もちろん、これまで存在していた差別的な措置や歴史のために女性の意欲が構造的に妨げられているとか、そういった反論もジェンダー平等を推進する立場からはあるはずです。
1990年頃まで、こういった庶民同士の対立、生々しいトレードオフは、人口増加と経済成長、保守的な家族観によって覆い隠されてきました。
一定程度の若年人口増加があったので、年金をめぐる世代間対立は緩和されていました。
社会政策による分配の不公平性もありましたが、経済成長によってほとんど全員の所得が増え続けていたため、分配に対する不公平感を覚えづらかったという環境がありました。
大多数が保守的な性別観や家族観を信じていた社会において、ジェンダー問題が議論されることはあまりなく、そういった側面から社会を動かす発想そのものが生まれませんでした。
しかしながら、1990年ごろを起点に状況は著しく変わっていきます。
1990年代半ばには15~65歳の生産年齢人口が減少を開始し、税金や社会保険料の支払い手が減少し始めました。
1990年のバブル崩壊をきっかけに経済成長は低迷、1991年度から2020年度までの平均経済成長率は0.7%であり、74年から90年度の4.2%を大幅に下回っています。
1999年には男女共同参画社会基本法が成立し、以降も国際的なジェンダー平等言論の波は留まるところを知りません。
2021年現在、人口増加や経済成長が低迷して社会的余剰が増加せず、しかも男女が進学や就職、昇進において同じ椅子を奪い合う社会になったことで、世の中はパイを奪い合う熾烈なゼロサムゲームになっています。
だからこそ、何か政策や社会状況について「報道」を行うとき、そこに社会的意義を付与するために賞賛や批判を伴う価値づけや意味付けを行おうとするとき、テレビは庶民の中でもどういった立場の側に味方するかを選択しなければならなくなっているのです。
そういった状況に無自覚なテレビ報道の姿勢、それがコロナ報道において露骨に現れたといえるでしょう。
補論 本稿におけるジェンダー平等の取り扱いについて
テレビが「どちらかに肩入れしなければならない」問題を語るにおいて、ジェンダー平等をその項目に入れたことには反発心を覚える人々も少なくないかもしれません。
本稿をもってジェンダー平等の推進が良いとか悪いとかを言いたいわけではないのですが、少なくとも、性別役割が分かれていた時代にはどちらかの性別に肩入れするかを選択する必要はあまりなかったというのは事実でしょう。
しかし、女性の社会参画が進行する中で、いまや名門大学・高校への入学権利や就職の椅子を全員参加で奪い合っているのが現実の状況です。
その中でどちらかの性別を優遇する、あるいはマイノリティを優遇するという施策は必然的に利害対立が発生することであり、メディアはその報道姿勢によってどちらにどの程度与するかを必然的に選ばなければなりません。
(もちろん、過去には専業主婦視点なのかサラリーマン夫視点で語るのかという点で報道姿勢や番組構成への色付けはあったでしょう。
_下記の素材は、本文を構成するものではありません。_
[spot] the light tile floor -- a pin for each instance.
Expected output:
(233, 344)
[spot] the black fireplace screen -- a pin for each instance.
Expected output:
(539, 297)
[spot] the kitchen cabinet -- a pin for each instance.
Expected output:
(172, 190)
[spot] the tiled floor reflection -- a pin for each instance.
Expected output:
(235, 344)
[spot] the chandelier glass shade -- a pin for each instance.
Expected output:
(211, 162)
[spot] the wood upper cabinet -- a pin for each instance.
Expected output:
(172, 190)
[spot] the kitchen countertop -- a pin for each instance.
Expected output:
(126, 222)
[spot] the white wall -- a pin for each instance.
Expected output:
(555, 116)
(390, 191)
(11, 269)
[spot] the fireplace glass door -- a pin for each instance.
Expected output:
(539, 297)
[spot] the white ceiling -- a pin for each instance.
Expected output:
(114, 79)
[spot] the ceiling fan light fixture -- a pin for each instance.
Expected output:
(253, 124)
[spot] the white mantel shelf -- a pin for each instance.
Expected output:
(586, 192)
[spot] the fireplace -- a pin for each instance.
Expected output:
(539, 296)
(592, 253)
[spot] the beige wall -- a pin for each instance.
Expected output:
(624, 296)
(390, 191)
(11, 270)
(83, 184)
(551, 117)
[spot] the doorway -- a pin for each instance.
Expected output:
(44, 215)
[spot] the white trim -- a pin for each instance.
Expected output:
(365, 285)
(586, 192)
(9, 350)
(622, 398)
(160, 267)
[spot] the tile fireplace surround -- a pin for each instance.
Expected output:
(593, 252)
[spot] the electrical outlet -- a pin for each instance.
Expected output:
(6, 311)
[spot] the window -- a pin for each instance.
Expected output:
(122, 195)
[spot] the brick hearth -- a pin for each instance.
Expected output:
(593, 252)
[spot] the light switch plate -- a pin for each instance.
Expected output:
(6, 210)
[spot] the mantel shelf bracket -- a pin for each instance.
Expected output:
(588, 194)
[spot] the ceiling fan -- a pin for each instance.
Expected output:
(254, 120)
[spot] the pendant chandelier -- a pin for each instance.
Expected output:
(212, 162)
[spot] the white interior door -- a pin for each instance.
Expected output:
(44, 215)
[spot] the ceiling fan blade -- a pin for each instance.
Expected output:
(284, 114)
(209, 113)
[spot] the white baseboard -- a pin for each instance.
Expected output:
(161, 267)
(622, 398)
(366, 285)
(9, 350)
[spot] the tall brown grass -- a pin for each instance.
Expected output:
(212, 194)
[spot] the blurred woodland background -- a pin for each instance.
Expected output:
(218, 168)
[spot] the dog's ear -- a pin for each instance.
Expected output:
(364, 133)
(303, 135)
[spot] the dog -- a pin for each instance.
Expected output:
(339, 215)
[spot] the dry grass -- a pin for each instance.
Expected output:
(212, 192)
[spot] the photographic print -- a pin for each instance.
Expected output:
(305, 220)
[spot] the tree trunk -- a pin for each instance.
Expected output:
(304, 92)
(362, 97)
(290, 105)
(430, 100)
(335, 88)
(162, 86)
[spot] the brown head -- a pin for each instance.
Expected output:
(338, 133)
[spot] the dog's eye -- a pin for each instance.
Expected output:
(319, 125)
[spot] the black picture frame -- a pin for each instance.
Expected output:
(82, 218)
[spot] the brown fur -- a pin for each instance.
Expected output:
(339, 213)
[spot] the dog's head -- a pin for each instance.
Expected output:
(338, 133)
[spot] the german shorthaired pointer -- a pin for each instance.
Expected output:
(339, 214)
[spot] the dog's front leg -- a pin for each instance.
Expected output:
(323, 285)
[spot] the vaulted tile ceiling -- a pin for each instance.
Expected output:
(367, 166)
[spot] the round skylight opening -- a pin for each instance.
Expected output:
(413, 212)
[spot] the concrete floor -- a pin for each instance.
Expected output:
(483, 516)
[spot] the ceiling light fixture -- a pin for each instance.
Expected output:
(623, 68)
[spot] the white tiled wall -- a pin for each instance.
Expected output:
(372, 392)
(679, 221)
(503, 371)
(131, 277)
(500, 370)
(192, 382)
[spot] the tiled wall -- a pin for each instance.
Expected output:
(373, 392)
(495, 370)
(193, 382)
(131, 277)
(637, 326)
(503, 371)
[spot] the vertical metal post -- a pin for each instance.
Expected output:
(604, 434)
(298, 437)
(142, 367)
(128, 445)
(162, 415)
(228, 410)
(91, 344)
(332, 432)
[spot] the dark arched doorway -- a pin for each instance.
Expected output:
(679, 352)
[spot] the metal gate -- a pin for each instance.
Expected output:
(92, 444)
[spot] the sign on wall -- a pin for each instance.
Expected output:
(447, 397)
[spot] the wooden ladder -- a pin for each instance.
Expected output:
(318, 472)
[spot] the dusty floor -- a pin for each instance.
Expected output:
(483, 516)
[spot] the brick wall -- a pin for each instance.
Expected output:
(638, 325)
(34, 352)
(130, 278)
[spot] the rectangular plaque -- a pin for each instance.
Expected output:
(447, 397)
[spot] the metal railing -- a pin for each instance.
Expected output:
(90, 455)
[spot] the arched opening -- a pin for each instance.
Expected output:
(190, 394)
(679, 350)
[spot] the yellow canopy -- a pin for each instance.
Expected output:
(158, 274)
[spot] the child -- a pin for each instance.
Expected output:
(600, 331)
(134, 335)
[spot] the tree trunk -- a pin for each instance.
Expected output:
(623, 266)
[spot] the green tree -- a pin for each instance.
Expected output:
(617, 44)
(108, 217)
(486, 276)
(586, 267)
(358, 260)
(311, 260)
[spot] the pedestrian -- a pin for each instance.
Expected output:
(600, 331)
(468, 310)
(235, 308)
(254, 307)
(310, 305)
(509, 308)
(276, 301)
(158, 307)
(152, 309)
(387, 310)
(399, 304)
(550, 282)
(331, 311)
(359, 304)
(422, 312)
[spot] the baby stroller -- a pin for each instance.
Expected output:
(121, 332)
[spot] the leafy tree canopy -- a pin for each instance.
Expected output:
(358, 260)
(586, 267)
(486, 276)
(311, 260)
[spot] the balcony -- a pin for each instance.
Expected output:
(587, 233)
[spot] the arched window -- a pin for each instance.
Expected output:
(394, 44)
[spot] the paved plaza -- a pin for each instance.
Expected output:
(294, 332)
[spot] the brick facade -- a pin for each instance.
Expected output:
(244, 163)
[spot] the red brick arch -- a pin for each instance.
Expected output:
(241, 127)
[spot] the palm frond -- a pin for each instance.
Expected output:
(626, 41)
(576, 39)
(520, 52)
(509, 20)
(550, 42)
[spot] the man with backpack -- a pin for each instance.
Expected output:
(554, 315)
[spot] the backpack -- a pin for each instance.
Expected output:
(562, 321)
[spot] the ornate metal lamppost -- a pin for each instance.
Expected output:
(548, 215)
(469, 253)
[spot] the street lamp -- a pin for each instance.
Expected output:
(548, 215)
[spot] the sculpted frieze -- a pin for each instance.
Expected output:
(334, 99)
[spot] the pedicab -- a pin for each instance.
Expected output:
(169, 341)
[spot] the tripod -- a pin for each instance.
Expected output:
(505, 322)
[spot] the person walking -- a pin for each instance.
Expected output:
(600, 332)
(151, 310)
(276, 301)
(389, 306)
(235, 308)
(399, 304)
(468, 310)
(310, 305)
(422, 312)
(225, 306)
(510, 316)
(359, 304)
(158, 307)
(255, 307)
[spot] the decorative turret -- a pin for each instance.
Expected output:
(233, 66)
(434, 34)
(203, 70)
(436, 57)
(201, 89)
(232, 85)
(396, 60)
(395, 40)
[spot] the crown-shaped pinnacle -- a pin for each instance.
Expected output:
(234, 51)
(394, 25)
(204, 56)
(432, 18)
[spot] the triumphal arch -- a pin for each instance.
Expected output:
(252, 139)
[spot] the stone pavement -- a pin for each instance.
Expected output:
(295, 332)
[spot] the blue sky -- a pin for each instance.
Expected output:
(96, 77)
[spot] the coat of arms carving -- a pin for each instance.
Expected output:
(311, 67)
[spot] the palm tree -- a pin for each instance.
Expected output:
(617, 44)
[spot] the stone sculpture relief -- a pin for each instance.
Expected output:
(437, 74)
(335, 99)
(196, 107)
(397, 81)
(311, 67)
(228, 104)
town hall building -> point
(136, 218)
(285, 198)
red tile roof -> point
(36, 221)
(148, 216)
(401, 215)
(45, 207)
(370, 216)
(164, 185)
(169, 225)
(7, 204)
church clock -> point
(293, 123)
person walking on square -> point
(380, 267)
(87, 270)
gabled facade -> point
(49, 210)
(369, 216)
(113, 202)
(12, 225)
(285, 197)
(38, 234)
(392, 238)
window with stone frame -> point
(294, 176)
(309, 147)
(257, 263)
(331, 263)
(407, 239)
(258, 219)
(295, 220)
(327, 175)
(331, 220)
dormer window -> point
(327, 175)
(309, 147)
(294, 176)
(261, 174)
しかし、限られたポストを奪い合うという構図ほど激しくはなかったはずです)
そのとき、不遇の時代を過ごしてきた(いまも過ごしている)という理由で女性やマイノリティ優遇を肯定するのか、弾かれる実力のある男性が可哀想で不公平だという視点から女性やマイノリティ優遇を否定するのかは、程度問題こそあれ「報道」する以上多少の色はついてしまいます。
こういった、視聴者全体を「可哀想」扱いできない問題について、テレビは迷走しています。
もし、最近のテレビには一貫性がないとか、歯切れが悪いと感じるならば、この「可哀想」を決められない問題という思考枠組みを持つとよいではないのか、ということを本稿は言いたいのであり、ジェンダー平等という命題ですらその問題からは逃れられないと言いたいのです。